9. A poll on women's issues interviewed 1,025 women and 472 men randomly selected from the United States. The poll found that 47% of the women said they do not get enough time for themselves.

You might simply say that 47% is a sample percentage but what you would really like is the population percentage, but you don't have or know it. As long as we're only working with samples, we're going to be off of the true percentage by chance error.

We do have tools, like the confidence interval, which allow us to make statements like "I am 90% confident that the true percentage is covered by the interval from 44.51% to 49.49%". This means that if we could repeat this sampling procedure 100 times, 90 of the intervals I give to you would capture the "truth" and 10 would not. My hope this is one of those 90 times.

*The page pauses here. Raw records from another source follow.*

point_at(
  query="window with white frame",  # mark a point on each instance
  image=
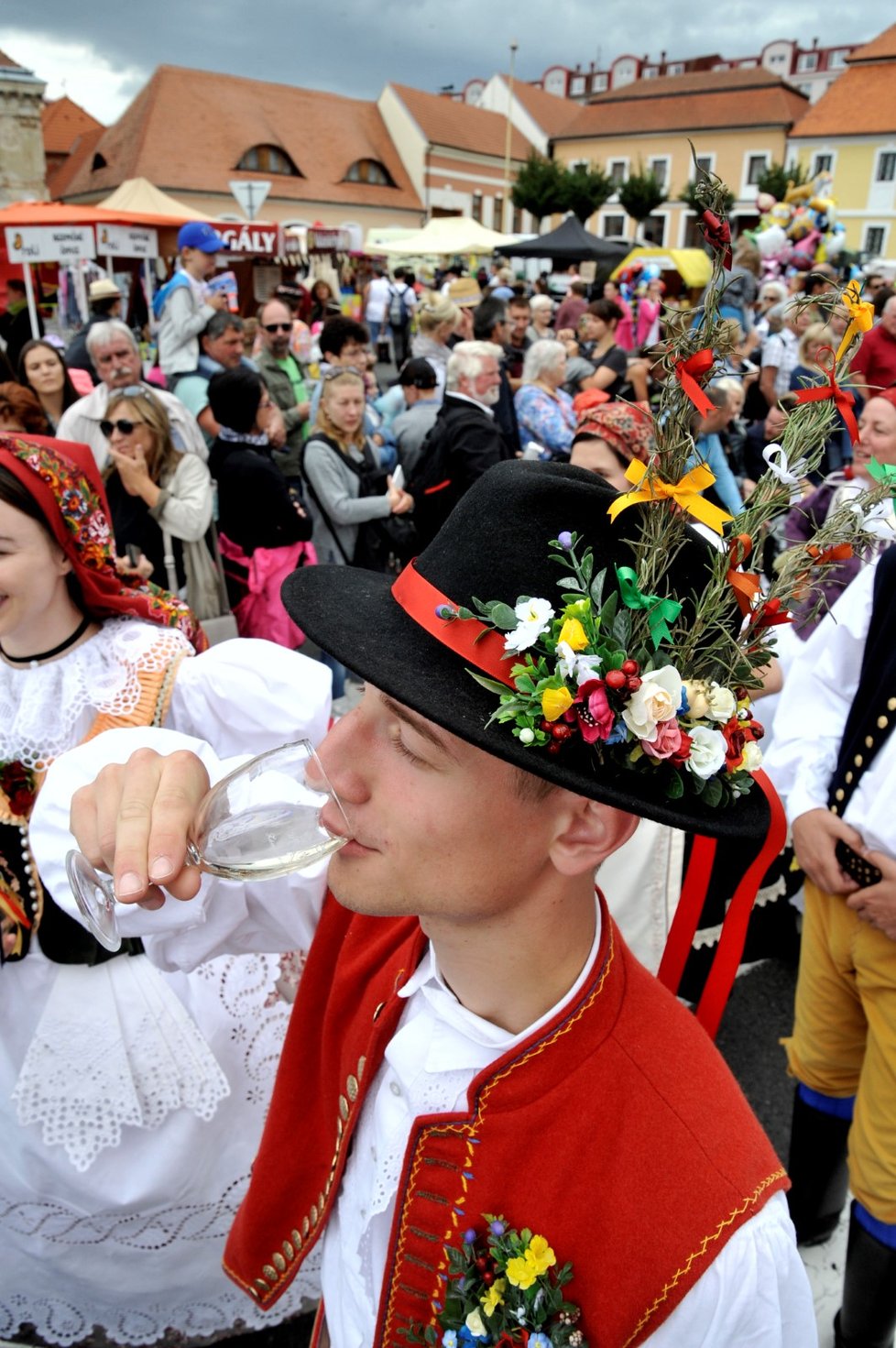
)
(756, 166)
(885, 166)
(875, 240)
(659, 168)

Your company advertises that it ships 90% of its orders on time, that is, within 5 working days. The average shipping time of all orders is 3.1 days with a standard deviation of 0.4 days. You select a simple random sample (SRS) of 21 of the 10,000 orders received in the past week for an audit. The audit reveals that 18 of the 21 orders were shipped within 5 working days.

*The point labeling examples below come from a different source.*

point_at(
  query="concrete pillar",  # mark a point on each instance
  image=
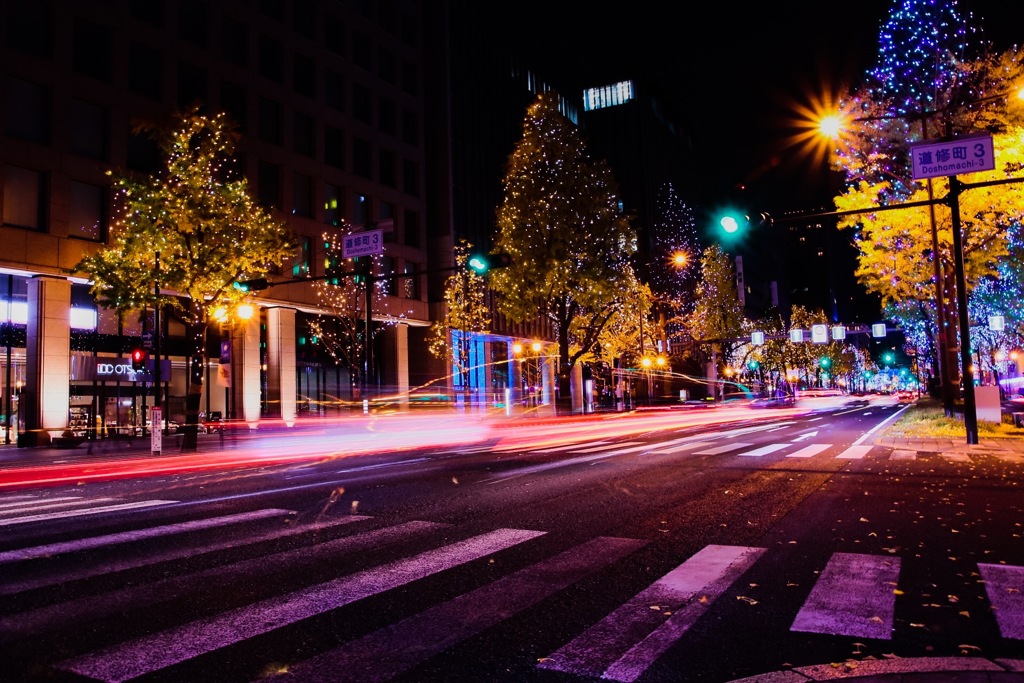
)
(46, 397)
(394, 364)
(245, 371)
(281, 345)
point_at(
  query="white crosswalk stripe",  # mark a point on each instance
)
(854, 596)
(610, 648)
(160, 650)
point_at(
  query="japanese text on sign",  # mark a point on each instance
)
(965, 155)
(363, 244)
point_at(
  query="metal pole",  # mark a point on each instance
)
(970, 410)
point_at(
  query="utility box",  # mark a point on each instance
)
(987, 403)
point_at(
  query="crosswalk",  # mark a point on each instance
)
(853, 594)
(727, 443)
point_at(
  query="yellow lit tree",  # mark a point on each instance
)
(466, 312)
(184, 236)
(560, 222)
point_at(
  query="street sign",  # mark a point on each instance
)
(368, 243)
(970, 154)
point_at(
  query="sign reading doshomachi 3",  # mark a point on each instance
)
(964, 155)
(363, 244)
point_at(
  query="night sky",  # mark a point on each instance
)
(738, 73)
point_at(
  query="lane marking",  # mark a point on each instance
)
(855, 453)
(854, 596)
(624, 644)
(81, 513)
(680, 447)
(809, 451)
(605, 446)
(48, 579)
(138, 535)
(1005, 586)
(722, 449)
(150, 653)
(385, 653)
(764, 451)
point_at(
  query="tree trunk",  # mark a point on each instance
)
(194, 398)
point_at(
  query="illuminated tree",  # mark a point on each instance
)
(560, 222)
(717, 321)
(466, 312)
(934, 78)
(621, 337)
(193, 229)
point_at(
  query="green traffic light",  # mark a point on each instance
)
(478, 263)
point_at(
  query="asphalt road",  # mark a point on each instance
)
(648, 548)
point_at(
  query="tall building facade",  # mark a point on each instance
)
(329, 98)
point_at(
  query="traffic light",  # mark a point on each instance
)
(138, 357)
(482, 263)
(251, 285)
(732, 224)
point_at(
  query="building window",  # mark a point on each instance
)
(271, 59)
(334, 90)
(269, 121)
(360, 49)
(268, 178)
(28, 111)
(192, 85)
(302, 195)
(360, 103)
(233, 101)
(304, 75)
(360, 209)
(334, 35)
(334, 146)
(88, 129)
(410, 78)
(334, 208)
(151, 11)
(233, 41)
(412, 228)
(360, 158)
(91, 52)
(304, 17)
(143, 155)
(303, 135)
(386, 168)
(608, 95)
(30, 28)
(24, 198)
(86, 215)
(145, 71)
(193, 22)
(411, 178)
(387, 119)
(411, 283)
(386, 66)
(303, 257)
(410, 127)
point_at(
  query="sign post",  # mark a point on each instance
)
(156, 429)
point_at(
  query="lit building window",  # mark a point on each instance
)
(607, 95)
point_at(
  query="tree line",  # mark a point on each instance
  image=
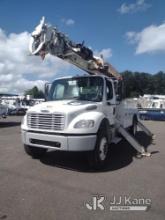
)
(135, 84)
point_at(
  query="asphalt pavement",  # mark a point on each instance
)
(62, 186)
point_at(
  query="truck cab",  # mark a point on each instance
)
(80, 114)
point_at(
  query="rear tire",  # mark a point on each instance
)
(97, 159)
(35, 152)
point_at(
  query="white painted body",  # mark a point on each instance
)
(3, 111)
(71, 138)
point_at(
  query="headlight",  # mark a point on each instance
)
(84, 124)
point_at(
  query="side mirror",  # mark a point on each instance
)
(47, 90)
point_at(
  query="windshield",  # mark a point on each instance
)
(80, 88)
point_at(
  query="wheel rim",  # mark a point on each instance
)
(103, 149)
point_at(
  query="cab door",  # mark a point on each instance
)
(110, 102)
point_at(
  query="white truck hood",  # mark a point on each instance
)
(65, 106)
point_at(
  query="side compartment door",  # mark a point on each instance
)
(110, 102)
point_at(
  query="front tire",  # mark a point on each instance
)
(133, 128)
(98, 158)
(35, 152)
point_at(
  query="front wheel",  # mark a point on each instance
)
(133, 128)
(97, 158)
(35, 152)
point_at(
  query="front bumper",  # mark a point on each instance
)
(60, 142)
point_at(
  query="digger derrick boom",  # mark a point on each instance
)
(47, 39)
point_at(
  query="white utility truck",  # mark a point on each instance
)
(82, 113)
(3, 110)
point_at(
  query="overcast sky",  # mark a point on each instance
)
(129, 33)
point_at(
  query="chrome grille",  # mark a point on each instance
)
(54, 121)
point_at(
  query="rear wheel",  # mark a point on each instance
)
(35, 152)
(98, 157)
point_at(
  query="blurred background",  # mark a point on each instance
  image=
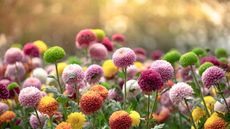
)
(151, 24)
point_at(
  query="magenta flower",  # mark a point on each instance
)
(93, 74)
(84, 38)
(13, 55)
(164, 68)
(32, 81)
(31, 50)
(98, 51)
(124, 57)
(29, 97)
(150, 80)
(212, 76)
(73, 73)
(179, 92)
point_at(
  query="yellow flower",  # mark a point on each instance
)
(215, 122)
(61, 67)
(135, 116)
(197, 113)
(76, 120)
(210, 101)
(109, 68)
(41, 45)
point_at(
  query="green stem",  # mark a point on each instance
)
(38, 117)
(58, 80)
(190, 113)
(125, 80)
(201, 94)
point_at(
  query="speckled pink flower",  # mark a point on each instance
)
(212, 76)
(34, 122)
(98, 51)
(164, 68)
(73, 73)
(31, 50)
(179, 92)
(32, 81)
(84, 38)
(93, 74)
(124, 57)
(150, 80)
(29, 96)
(3, 107)
(13, 55)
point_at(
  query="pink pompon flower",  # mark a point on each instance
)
(31, 50)
(212, 76)
(118, 38)
(29, 97)
(164, 68)
(150, 80)
(98, 51)
(34, 122)
(3, 107)
(13, 55)
(32, 81)
(73, 73)
(108, 44)
(179, 92)
(93, 74)
(124, 57)
(84, 38)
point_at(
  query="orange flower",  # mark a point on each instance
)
(100, 90)
(120, 120)
(90, 102)
(7, 116)
(63, 125)
(48, 105)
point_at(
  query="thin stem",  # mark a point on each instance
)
(222, 95)
(190, 113)
(201, 94)
(38, 117)
(148, 112)
(125, 94)
(58, 80)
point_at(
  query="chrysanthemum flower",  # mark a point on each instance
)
(90, 102)
(73, 73)
(7, 116)
(100, 90)
(48, 105)
(132, 89)
(212, 76)
(215, 122)
(63, 125)
(164, 68)
(29, 96)
(84, 38)
(120, 120)
(76, 120)
(54, 54)
(135, 116)
(31, 50)
(31, 81)
(34, 122)
(124, 57)
(41, 46)
(3, 107)
(93, 74)
(150, 80)
(109, 68)
(179, 92)
(98, 51)
(13, 55)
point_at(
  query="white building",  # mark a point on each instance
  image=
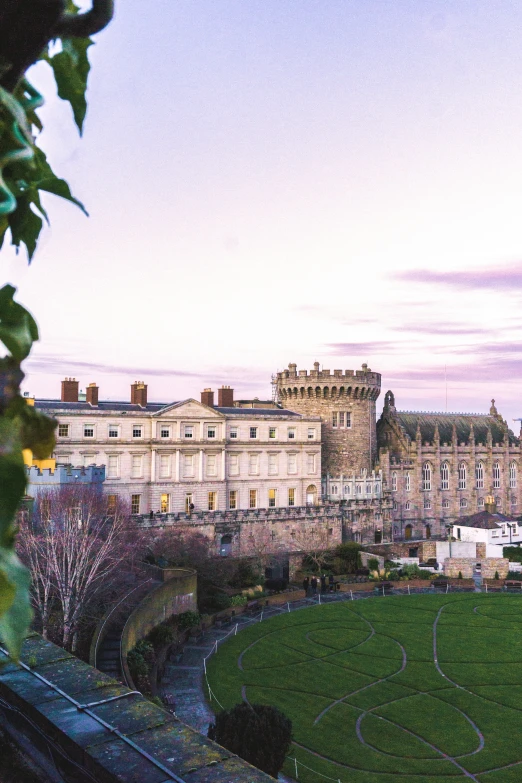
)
(170, 456)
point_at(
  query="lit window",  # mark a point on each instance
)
(113, 466)
(426, 476)
(462, 475)
(165, 504)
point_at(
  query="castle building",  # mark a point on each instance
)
(190, 456)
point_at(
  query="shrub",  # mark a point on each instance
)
(188, 619)
(258, 733)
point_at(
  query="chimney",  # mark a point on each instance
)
(92, 394)
(225, 397)
(207, 397)
(70, 390)
(139, 394)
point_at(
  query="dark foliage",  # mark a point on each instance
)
(258, 733)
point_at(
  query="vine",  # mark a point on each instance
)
(28, 32)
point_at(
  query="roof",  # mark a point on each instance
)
(483, 519)
(409, 420)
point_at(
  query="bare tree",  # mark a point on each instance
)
(75, 546)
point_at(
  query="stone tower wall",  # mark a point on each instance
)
(323, 393)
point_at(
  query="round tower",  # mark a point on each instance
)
(346, 404)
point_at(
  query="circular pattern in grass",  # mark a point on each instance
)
(409, 689)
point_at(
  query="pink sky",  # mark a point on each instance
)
(288, 181)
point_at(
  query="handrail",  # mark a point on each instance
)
(111, 612)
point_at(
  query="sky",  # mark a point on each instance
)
(275, 181)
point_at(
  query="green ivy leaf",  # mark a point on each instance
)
(71, 68)
(18, 329)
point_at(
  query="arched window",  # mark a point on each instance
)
(426, 476)
(496, 476)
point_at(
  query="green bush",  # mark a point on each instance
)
(188, 619)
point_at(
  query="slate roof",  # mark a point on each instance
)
(483, 519)
(409, 420)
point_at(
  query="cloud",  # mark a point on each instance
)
(507, 279)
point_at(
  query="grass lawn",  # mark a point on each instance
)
(401, 689)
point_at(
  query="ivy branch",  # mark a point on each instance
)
(29, 31)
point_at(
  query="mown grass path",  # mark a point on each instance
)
(410, 689)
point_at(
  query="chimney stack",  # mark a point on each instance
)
(225, 397)
(70, 390)
(207, 397)
(139, 394)
(92, 394)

10. What is the sample percentage of orders shipped on time and what is the standard error for the percentage of orders shipped on time?

sample percentage = 18/21 * 100 = 85.71%

standard error =

 SQRT(21)  * SQRT(.90 * .10)
 ----------------------------  * 100 = 6.5465%
             21

11. A lawyer approaches you and says "Aha! You claim 90% but in your own sample the percentage is lower than that. So your 90% claim is wrong." Does the lawyer have enough evidence to sue you for false advertising? Perform a test and use a 5% level of significance as your rule. Explain why the results of your test refute or do not refute your 90% claim.

85.71% - 90%

------------------ = -.6553 = Z about -.65

6.5465 %

The probability value (p-value) associated with a Z = -.65 is 25.785% (i.e. 100 - 48.43 divided by 2)which suggests that a sample percentage of 85.71% or lower has a 26% chance of occurring which is greater than the 5% and fairly frequent. There is not enough evidence to reject your claim of 90%. Tell the lawyer to go away.

12.

1. It widens
2. They might not like the width of the 99% confidence interval. They might not need to be that confident (they are willing to live with 90%). They might have a large sample size and that might reduce the need for such high levels of confidence.
3. Sure. It would approximately be 5.3 divided by 2.
4. Depends on the parameter. If I'm looking at a sum, the standard error of the sum is smaller if n is smaller so choose 36. If I'm looking at either the average or a percentage, the standard error of the average and the standard error of the percentage are smaller if n is larger so choose 49. I asked you to think about it terms of the confidence interval because for any given level of confidence, the standard error is smaller for small n if you are estimating a sum. For any given level of confidence, the standard error is smaller for larger n if you are trying to estimate an average or a percentage.